Andrew Gadd

Ask, Seek, Knock

Matthew 7:7-12

“Ask, and it will be given you; search, and you will find; knock, and the door will be opened for you. For everyone who asks receives, and everyone who searches finds, and for everyone who knocks, the door will be opened.

B there anyone among you who, if your child asks for bread, will give a stone? 10 Or if the child asks for a fish, will give a snake?

If you then, who are evil, know how to give good gifts to your children, how much more will your Father in heaven give good things to those who ask him!

A “In everything do to others as you would have them do to you; for this is the law and the prophets.

I have ‘history’ with this text!

Given the history with my son being so unwell and so many other painful experiences with other friends in and out of hospital, a relentless unfolding of disappointment and tragedy. I often thought of this text..

Something especially about fathers and sons (in earlier translations).

And I found myself angered. The anger combined with frustration and disappointment and led to a prolonged departure from Christian faith.

And let’s be honest, who of us hasn’t come up against a wall with this one.

Jesus seems to be promising something which clearly he doesn’t deliver on…

All of us will have known disasters and unanswered prayers. We live in a world steeped in suffering. The words could almost seem to mock the sufferings of others.

Why say this?.. what are we meant to say….how do we respond?

Well one way is to try to conform experience into the mold of dogma… So this means something – I just need to obey, be patient maybe, or conform my asking to the kind of things God wants me to ask for…

Hmm.. I’m not convinced this is sust…

The alternative, (maybe?), is to conform dogma to experience; to say that my experience doesn’t confirm therefore something in what I believe had to change.. I cannot belief against experience..

Now this is a more fruitful – and risky – area to think – I suggest.. and suddenly liberates the bible from the tyranny we project on to it, and the same tyranny on God.

It’s worth thinking here about how Jesus spoke, and what he expected his listeners to do with his teachings…

We can remind ourselves of this; a simple contrast between Greek and Hebrew thinking and teaching.

Greek thinking was led from the front, it was about finding meaning in text, in idea, about finding a truth.. that once revealed everyone would say, ‘oh yes – that’s the truth – we all see it clearly!”

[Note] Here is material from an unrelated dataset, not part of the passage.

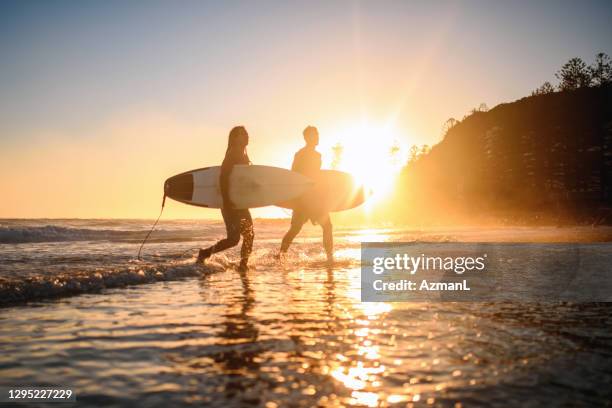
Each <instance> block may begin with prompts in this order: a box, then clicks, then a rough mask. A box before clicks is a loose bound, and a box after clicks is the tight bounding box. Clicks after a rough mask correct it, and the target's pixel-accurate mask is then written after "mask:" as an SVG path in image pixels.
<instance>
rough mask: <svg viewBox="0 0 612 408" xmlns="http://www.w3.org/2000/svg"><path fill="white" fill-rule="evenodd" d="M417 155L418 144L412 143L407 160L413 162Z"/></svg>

Hebrew thinking was almost opposite.. the rabbinic tradition (Jesus) was about dialogue and discussion.. people studying religious texts were expected to come with questions and arguments. Everyone was supposed to enter a fray of discussion, dialogue, even argument.. and ‘the truth’ existed somewhere in the middle of that – not settled, but literally residing in the wrestling.

And Jesus was coming from the Hebrew tradition. So maybe.. maybe.. what he was doing was asking a question of his listeners.. Posing a problem, leaving a riddle, a conundrum.

And remember too that in the Hebrew tradition prayers are often for blessings and thanksgiving; blessings upon food, or for a good crop, or for a new child. Prayer as petition is not so prevalent.

So I have no clear answer for this text.. all I can say is that it still frustrates me… but that’s ok, I hope it frustrates you too!

We are not called upon to slavishly follow the words of the bible, or to take them at face value.. faith is not about accepting the things we are told… it is about a living relationship of trust, doubt and hope.. it is like Jacob wrestling the Angel, it is about engaging your thoughts, asking questions .. this church (especially in café is really good at this!).

And to take that to its final conclusion .. to say “sorry I do not believe this” shows – to my mind at least – as much faith as to say “yes I do.”

To doubt then; to question, to seek, to ask, to knock… is the realistic and human process which will enable the door to a realistic faithful life to be opened.